Meskipun pemerintah memberikan kompensasi dalam bentuk BLT BBM, tetapi pesimis dapat menyelesaikan persoalan. Sebab, kenaikan BBM akan menyebabkan naiknya beban operasional seluruh kegiatan ekonomi rakyat yang berimbas naiknya harga-harga kebutuhan pokok. Sementara itu, kenaikan tersebut tidak sebanding dengan kompensasi BLT BBM untuk rakyat yang sangatlah kecil, yakni hanya Rp600 ribu/KPM (Keluarga Penerima Manfaat). Kompensasi ini pun hanya akan diterima oleh sekitar 20 juta orang saja. Alhasil, BLT BBM ini hanya solusi tambal sulam yang sejatinya tidak menuntaskan persoalan.

Kenaikan harga BBM yang berulang, menambah panjang daftar kegagalan penguasa mengelola migas. Alih-alih dikelola secara benar, pengelolaannya justru ambyar. Jika kita mau menelaah, sengkarut tata kelola migas ini sejatinya tidak lepas dari cengkeraman liberalisasi migas ala kapitalis. Liberalisasi inilah yang membuka peluang bagi para mafia migas mengambil peran dalam “membajak” tata kelola migas di negeri ini.
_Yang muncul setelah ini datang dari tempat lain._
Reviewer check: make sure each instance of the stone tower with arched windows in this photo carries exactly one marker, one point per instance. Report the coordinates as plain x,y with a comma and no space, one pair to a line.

Marwan Batubara, Koordinator Poros Nasional Kedaulatan Negara (PNKN), dalam diskusi publik bertema “Kenaikan Harga Bahan Bakar Minyak di Tengah Keterpurukan Kehidupan Masyarakat, Apa Imbasnya?” yang diadakan oleh majelis aktivis Pro Demokrasi (ProDem) di Jakarta Utara pada Rabu (31/8), mengungkapkan bahwa kenaikan harga BBM merupakan hal yang wajar terjadi karena Indonesia telah menjadi negara net importir sejak tahun 2004. Kenaikan ini pun akan terus membayangi karena para mafia migas berkepentingan untuk kita terus mengimpor (minyak).